Adel Blanchard, écrivain raté, séparé de sa femme et ses enfants, accepte pour pouvoir survivre un poste d'enseignant en lettres dans une faculté de Lille. Ainsi commence "
La Tour de Sélénite" d'
Arnaud Codeville, écrivain touche à tout, puisque son premier bébé, il le façonne de A à Z, depuis l'écriture jusqu'à la couverture et la vente. Un travail de titan, vous en conviendrez. Chapeau bas, car je serais bien incapable de réaliser pareil exploit.
Il ne faut que quelques pages à l'auteur pour planter le décor: Adel est un personnage en plein naufrage, dans un lieu qui n'est guère réjouissant. L'écriture ne s'embarrasse pas de fioritures, et nous vient en tête la citation de la divine comédie: "vous qui entrez ici abandonnez toute espérance". Nous suivons donc les errances du personnage principal, en proie au doute, aux envies de suicide, au sein d'une équipe de professeurs assez hauts en couleur et très dissemblables les uns des autres. le grand projet qui les occupent est la restauration d'un vieux phare en Loire-Atlantique pour en faire un centre de vacances pour les jeunes étudiants. Un avant-groupe décide de partir en éclaireur pour investir les lieux. Evidemment, tout ne va pas se passer comme prévu...
La force de l'auteur est d'avoir une écriture très visuelle, et de savoir mener une tension qui ne faiblit pas d'un bout à l'autre. Ceux qui me connaissent savent que je ne suis pas un accroc des ebook, et pourtant, j'ai dévoré ce livre en une journée, incapable de m'en détacher. A mi chemin entre un roman de
Lovecraft et
l'affaire Charles Dexter Ward, et un authentique
John Carpenter de la meilleure époque, et là je pense entre autres à Fog,
Arnaud Codeville entraine son personnage dans une spirale infernale. de mystérieux et angoissant, bâti comme un thriller classique, le roman bascule dans l'horreur absolue dès l'arrivée au phare, jusqu'à un final bluffant et parfaitement maîtrisé qui laisse un goût amer dans la bouche. Amer, parce qu'on aurait aimé une autre fin... Les vrais bons auteurs de roman d'horreur ne sont pas monnaie courante, surtout lorsqu'ils sont Français, je vous conseille donc de ne pas bouder votre plaisir, à condition de ne pas le lire seul, la nuit, qui plus est avec sur la tête un casque avec la musique d'Alan Howarth.

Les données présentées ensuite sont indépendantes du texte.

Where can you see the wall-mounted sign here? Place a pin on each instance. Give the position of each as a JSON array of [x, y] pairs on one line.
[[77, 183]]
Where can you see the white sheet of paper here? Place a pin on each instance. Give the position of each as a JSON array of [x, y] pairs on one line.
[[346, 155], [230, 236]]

Le changement de temps m'a quelquefois surpris je l'avoue, mais sans rien de rédhibitoire, donnant parfois une cassure de ton probablement voulu par l'auteur pour renforcer l'effet d'urgence dans laquelle Adel se trouve en racontant son histoire. Depuis, notre ami a commis un autre cauchemar,
1974, dans ma bibliothèque, et nulle doute qu'il sera encore meilleur, parce que je suis convaincu qu'Arnaud est comme le bon vin - ou selon mes préférences le bon rhum - il se bonifie avec le temps.